Most bank stocks were trading lower following the RBI's decision while some interest rate sensitive stocks such as auto and real estate also took a knock.

It was widely expected that the RBI would cut rates by 25 basis points at the very least as the demonetization exercise has bought in new cash deposits to the tune of Rs 11.5 crore, which sent yields to 6.2% for the 10-year G-sec.

However, experts continue to expect rate cuts to the tune of 25-50 basis points in the near future.

Says Lakshmi Iyer, Chief Investment Officer (Debt) & Head of Products, Kotak Mutual Fund: "RBI's assessment of Inflation continues to be at 5% by Mar-2017. We believe that CPI inflation would be at around 4.5% by Mar-2017 and thus expect that RBI has a 25-50 bps window for effecting a rate cut in the near future.

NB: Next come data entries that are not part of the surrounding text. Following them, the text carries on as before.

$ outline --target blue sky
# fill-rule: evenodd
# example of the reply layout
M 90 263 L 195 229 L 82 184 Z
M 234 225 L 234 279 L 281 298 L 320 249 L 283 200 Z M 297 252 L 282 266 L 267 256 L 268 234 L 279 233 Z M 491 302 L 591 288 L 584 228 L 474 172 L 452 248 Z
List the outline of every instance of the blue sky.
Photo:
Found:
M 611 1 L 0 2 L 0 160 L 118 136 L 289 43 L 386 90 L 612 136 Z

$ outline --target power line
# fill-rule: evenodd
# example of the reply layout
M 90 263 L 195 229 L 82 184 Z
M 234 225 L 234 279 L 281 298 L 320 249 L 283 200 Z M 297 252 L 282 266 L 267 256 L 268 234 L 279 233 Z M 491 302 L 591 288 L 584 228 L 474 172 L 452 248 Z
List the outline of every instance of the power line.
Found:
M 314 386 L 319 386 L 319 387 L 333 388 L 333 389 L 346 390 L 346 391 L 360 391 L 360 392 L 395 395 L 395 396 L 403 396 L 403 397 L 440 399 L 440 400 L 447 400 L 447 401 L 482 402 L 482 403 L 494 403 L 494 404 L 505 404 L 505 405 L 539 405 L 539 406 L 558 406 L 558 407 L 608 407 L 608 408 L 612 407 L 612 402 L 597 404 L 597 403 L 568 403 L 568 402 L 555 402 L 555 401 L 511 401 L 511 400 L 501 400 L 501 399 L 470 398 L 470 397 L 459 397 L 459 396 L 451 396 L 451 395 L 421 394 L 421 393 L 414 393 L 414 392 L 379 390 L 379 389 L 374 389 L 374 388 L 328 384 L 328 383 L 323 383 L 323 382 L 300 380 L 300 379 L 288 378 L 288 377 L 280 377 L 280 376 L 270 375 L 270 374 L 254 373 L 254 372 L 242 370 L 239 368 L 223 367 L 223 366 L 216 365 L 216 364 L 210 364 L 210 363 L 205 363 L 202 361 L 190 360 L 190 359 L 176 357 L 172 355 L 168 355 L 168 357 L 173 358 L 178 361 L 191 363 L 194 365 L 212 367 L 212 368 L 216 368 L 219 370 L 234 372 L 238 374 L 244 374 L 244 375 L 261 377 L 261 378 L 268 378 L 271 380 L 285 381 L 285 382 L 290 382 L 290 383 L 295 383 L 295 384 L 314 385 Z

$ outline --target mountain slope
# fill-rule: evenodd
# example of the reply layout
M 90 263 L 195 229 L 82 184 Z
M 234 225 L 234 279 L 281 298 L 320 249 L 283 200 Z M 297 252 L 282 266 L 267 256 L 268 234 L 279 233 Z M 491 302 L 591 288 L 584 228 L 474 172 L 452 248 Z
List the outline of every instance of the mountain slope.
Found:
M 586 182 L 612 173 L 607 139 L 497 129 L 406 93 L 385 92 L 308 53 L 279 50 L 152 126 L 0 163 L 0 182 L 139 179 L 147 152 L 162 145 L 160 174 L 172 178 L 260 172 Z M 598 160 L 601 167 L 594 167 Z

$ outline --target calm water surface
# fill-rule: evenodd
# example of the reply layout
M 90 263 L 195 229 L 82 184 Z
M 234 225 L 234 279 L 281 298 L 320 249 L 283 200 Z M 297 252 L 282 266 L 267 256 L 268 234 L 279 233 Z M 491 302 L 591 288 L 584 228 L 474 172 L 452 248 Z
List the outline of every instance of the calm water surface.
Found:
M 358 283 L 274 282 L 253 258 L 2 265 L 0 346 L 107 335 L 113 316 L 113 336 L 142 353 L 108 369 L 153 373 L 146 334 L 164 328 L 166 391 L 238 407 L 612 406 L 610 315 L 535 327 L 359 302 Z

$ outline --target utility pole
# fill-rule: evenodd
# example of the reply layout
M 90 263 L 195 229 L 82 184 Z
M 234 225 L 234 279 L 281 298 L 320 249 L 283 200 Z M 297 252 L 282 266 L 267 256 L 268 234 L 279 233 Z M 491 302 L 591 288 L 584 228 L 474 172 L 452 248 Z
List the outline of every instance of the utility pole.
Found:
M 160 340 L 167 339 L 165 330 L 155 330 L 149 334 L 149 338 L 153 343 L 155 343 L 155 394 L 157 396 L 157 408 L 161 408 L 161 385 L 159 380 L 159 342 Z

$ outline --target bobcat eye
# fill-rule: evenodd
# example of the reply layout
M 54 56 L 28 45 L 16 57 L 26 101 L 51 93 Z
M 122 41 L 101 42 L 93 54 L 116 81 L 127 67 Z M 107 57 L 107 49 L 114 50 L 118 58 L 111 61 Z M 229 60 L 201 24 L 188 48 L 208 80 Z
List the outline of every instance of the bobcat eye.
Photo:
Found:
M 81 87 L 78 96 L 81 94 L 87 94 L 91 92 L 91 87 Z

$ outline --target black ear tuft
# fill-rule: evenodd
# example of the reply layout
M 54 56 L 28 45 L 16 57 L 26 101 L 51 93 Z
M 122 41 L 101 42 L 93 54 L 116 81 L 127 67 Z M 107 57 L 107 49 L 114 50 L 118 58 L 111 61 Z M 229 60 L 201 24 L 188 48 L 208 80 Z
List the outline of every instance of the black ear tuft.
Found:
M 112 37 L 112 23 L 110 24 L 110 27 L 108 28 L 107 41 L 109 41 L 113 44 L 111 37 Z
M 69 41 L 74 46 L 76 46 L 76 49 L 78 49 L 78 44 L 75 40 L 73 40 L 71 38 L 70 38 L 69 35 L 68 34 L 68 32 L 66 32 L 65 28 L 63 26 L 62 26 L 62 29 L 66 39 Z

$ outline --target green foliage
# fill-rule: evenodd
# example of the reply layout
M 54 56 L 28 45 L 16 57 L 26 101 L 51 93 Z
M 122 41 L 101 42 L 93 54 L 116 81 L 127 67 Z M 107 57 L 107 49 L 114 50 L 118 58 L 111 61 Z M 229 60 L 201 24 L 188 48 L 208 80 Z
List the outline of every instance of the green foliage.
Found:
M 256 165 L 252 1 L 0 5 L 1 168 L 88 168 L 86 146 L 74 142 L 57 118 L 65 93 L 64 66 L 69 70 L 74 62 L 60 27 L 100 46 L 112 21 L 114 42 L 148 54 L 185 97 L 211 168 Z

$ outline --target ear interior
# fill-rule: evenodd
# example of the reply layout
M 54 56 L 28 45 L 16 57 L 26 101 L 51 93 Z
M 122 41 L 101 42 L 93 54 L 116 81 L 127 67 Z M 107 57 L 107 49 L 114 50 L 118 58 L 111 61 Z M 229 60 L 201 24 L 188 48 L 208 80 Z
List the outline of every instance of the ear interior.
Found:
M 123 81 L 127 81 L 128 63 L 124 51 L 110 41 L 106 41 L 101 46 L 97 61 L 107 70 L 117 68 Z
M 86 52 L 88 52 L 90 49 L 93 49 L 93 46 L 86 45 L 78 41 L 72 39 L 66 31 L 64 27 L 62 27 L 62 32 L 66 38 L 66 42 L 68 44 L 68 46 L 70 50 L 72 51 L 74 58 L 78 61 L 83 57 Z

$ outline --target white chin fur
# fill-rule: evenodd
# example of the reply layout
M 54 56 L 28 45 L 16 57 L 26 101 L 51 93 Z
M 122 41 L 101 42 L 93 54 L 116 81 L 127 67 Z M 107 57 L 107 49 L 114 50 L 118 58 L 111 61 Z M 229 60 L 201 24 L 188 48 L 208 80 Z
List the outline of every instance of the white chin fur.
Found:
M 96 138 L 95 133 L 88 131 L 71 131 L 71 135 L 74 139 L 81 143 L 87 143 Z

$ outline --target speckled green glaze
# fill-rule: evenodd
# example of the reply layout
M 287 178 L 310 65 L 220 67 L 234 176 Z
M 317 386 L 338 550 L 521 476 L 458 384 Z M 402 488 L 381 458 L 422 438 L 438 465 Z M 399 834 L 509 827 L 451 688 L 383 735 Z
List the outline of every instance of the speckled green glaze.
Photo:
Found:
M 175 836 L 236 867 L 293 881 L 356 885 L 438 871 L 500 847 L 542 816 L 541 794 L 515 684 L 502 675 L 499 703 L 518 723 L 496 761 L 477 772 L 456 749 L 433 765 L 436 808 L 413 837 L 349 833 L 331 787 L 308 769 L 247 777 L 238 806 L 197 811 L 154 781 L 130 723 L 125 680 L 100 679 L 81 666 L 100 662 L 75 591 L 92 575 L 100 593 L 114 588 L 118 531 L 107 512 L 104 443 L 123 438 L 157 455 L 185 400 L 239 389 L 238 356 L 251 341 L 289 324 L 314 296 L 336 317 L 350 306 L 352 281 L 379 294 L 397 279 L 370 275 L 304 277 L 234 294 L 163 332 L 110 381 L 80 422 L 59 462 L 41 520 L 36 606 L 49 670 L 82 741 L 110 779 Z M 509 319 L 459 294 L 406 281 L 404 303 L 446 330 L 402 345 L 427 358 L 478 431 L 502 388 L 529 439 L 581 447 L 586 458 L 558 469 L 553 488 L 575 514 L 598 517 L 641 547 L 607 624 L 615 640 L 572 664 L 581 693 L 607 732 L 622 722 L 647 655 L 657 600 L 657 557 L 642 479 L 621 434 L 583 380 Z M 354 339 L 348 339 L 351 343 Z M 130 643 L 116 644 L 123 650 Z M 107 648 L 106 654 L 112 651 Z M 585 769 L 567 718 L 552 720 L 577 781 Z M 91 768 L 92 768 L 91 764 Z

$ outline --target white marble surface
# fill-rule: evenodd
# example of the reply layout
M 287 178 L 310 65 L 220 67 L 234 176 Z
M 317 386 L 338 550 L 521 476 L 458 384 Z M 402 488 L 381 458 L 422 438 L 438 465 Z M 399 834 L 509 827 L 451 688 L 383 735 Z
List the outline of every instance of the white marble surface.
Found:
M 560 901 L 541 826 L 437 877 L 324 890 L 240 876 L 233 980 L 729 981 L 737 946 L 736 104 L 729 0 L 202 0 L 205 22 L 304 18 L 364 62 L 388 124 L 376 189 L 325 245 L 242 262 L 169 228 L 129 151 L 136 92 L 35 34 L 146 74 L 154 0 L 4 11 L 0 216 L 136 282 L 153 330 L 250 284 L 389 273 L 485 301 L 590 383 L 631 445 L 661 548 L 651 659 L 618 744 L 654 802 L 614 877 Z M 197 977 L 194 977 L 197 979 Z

Were the economy to not perform as per expectation over next 2-3 quarters, the central banker's appetite for rate cut could increase further."

However, the 10-year G-Sec yields spiked to 6.4% following RBI's move to keep rates status quo. Experts point out that the hardening of rates in the global markets may have been a factor in the policy decision. The 10-year US benchmark rate is hovering around 2.4% mark. Says Iyer: "Hardening of yields in most of the developed nations along with forex volatility, may have heightened RBI's risk perception.

The domestic economy's inflation dynamics has not changed due to demonetization and the international hike in crude and depreciation in emerging market currency may have a bearing on inflation in the coming months.

"The assessment on inflation dynamics is hawkish with the RBI indicating that the downside implication for retail inflation out of the demonetization exercise could be limited to only 10-15 bps while there could be upside risks emerging from higher crude oil prices and likely depreciations of EM currencies due to firmer interest rates in the US," said Indranil Pan, Chief Economist, IDFC Bank.

"Dips in inflation could also be restricted from domestic factors too as the core inflation traditionally have remained sticky, while there could be some sustained firmness in food prices other than vegetables. Thus in RBI's assessment, inflation risks are on the higher side while growth risks are balanced."

The next policy meet is scheduled in February 2017, when it is likely that the RBI may cut rates by 25 basis points.